Marek Papszun, w porównaniu do poprzedniego ligowego spotkania z Jagiellonią zdecydował się desygnować do gry praktycznie swój najmocniejszy skład. Do drużyny wrócił Milan Rundić, który w ostatnich tygodniach miał problemy zdrowotne. Debiut w bramce wicemistrzów Polski zaliczył Kacper Trelowski.

Dla 17-latka było to spore wyróżnienie. Mecz w Krakowie był więc pojedynkiem dwóch młodych bramkarzy z Częstochowy. Mimo że Wisła zakontraktowała Pawła Kieszka, tak trener Adrian Gula ponownie postawił na Mikołaja Biegańskiego, do niedawna zawodnika Skry Częstochowa.

Bramkarze do 13 minuty nie mieli wiele do pracy. Biegański poza uderzeniem Wdowiaka nie miał okazji się zmęczyć. Częstochowianie dobrze weszli w spotkanie, jednak podobnie jak w ostatnich kilku spotkaniach nie potrafią oddać celnego strzałów na bramkę rywali. Wisła w pierwszych minutach wykreowała sobie jedną, za to świetną sytuację. Jan Kliment uderzył sprzed pola karnego.

Strzał Czecha był precyzyjny i zanosiło się, że wpisze się na listę strzelców. Trelowski jednak czubkami palców zbił piłkę na słupek. Ta wróciła na murawę, a jeden z zawodników Wisły był blisko jej dobicia do siatki Rakowa. Jednak ponownie z pomocą przyszedł częstochowianom słupek.

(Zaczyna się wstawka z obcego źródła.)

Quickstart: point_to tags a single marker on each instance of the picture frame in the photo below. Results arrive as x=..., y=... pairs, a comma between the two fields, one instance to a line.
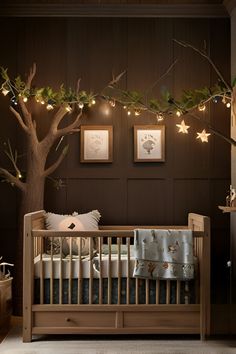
x=96, y=144
x=149, y=143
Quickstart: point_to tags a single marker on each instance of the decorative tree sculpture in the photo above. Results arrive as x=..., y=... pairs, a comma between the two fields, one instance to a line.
x=37, y=150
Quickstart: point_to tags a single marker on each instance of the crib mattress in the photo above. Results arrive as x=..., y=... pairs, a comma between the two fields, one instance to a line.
x=53, y=266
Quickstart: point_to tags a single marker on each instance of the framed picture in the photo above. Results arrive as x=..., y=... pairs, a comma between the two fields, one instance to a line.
x=149, y=143
x=96, y=143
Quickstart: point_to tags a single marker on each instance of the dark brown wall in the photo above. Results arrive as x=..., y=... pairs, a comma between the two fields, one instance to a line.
x=194, y=177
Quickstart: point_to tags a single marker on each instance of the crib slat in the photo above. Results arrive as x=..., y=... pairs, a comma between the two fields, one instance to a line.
x=128, y=271
x=90, y=272
x=147, y=291
x=80, y=275
x=178, y=291
x=136, y=291
x=70, y=272
x=167, y=291
x=100, y=241
x=60, y=278
x=119, y=271
x=109, y=272
x=157, y=291
x=51, y=273
x=41, y=277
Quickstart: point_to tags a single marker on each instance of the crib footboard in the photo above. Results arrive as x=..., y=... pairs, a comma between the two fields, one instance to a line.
x=96, y=293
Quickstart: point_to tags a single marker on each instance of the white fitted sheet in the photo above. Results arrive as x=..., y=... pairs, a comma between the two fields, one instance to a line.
x=52, y=266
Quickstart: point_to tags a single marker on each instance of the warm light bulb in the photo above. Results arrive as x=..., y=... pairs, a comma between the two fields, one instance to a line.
x=178, y=113
x=68, y=108
x=202, y=107
x=49, y=106
x=5, y=91
x=112, y=103
x=159, y=117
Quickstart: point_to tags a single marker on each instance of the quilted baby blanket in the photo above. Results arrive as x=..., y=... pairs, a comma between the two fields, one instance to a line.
x=163, y=254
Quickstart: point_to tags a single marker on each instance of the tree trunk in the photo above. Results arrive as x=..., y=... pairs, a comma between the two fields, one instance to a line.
x=32, y=200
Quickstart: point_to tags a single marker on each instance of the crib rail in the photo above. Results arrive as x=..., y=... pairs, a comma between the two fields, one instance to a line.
x=96, y=280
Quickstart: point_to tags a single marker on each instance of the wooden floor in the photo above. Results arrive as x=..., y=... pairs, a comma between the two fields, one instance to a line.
x=111, y=344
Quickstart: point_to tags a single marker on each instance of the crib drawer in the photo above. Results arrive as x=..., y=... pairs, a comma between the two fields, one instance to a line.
x=73, y=319
x=188, y=321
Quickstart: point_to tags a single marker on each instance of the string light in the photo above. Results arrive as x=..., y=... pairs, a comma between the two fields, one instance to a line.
x=178, y=113
x=203, y=136
x=68, y=108
x=112, y=103
x=14, y=101
x=5, y=91
x=183, y=128
x=137, y=112
x=49, y=106
x=159, y=117
x=202, y=107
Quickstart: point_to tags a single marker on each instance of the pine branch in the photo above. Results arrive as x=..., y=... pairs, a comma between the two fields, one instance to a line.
x=12, y=179
x=53, y=167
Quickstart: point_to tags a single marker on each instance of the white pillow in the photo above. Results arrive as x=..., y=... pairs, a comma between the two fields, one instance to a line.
x=76, y=222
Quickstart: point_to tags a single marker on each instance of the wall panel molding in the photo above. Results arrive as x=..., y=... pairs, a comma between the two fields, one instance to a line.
x=112, y=10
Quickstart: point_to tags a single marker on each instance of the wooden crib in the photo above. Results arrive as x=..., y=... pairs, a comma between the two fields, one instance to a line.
x=73, y=296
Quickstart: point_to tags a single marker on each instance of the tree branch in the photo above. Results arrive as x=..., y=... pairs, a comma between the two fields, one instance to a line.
x=53, y=167
x=30, y=76
x=60, y=114
x=70, y=128
x=20, y=120
x=204, y=55
x=12, y=179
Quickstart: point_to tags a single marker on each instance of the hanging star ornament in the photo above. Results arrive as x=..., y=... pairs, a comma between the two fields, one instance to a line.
x=183, y=128
x=203, y=136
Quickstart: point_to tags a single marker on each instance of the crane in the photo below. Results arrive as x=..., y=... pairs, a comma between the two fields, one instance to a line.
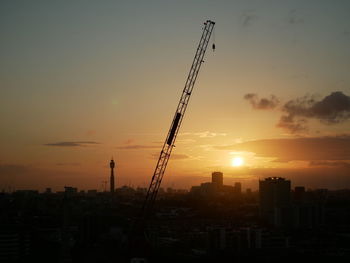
x=169, y=143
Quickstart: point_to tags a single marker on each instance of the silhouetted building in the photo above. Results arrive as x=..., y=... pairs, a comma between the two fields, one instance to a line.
x=70, y=190
x=275, y=201
x=299, y=193
x=111, y=180
x=217, y=178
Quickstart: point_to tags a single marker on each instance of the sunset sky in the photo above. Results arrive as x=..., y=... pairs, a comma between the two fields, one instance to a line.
x=82, y=81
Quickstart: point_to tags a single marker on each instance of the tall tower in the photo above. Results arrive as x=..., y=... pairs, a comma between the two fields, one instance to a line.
x=111, y=180
x=218, y=178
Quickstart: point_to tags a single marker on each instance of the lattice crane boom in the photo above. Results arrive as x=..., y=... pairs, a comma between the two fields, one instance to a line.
x=176, y=123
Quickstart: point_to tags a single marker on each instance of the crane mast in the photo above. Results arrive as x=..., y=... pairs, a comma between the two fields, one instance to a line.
x=176, y=123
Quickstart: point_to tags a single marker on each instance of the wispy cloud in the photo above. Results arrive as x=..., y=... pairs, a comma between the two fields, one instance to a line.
x=205, y=134
x=332, y=109
x=138, y=147
x=304, y=149
x=174, y=156
x=248, y=18
x=72, y=144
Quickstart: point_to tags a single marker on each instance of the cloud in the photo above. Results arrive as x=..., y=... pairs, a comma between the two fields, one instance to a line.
x=263, y=103
x=68, y=164
x=248, y=18
x=138, y=147
x=305, y=149
x=71, y=144
x=330, y=164
x=129, y=141
x=332, y=109
x=13, y=169
x=294, y=18
x=205, y=134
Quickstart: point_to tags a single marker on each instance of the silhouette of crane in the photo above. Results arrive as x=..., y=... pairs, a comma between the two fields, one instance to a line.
x=176, y=123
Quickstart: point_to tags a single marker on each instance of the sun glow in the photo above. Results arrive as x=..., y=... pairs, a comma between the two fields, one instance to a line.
x=237, y=161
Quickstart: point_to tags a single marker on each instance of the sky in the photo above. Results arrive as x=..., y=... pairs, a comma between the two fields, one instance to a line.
x=84, y=81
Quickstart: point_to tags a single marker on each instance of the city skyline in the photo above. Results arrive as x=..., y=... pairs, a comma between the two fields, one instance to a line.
x=81, y=83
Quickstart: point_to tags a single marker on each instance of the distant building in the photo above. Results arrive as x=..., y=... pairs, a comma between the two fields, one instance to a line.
x=275, y=201
x=215, y=188
x=70, y=190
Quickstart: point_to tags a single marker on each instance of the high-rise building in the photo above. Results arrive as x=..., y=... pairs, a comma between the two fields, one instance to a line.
x=217, y=178
x=275, y=200
x=111, y=180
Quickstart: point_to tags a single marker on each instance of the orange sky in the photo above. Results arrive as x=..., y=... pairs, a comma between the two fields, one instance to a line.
x=80, y=84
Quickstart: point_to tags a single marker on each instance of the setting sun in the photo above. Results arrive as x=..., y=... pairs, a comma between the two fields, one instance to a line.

Chwilę później Biegański również miał okazję, by pokazać się z dobrej strony. Ivan Lopez zagrał prostopadłą piłkę w pole karne do Żarko Udoviczicia. Bramkarz Wisły odbił to uderzenie. Dobre spotkanie rozgrywał Kliment. Czech do strzału dołożył asystę. Świetnie wypuścił Yawa Yeboaha. Ghańczyk dopadł do piłki, przebiegł z nią znaczną część boiska i pokonał Trelowskiego. Obie drużyny miały jeszcze sytuacje bramkowe, jednak nie potrafiły ich wykorzystać. Pierwsza połowa zakończyła się prowadzeniem Wisły.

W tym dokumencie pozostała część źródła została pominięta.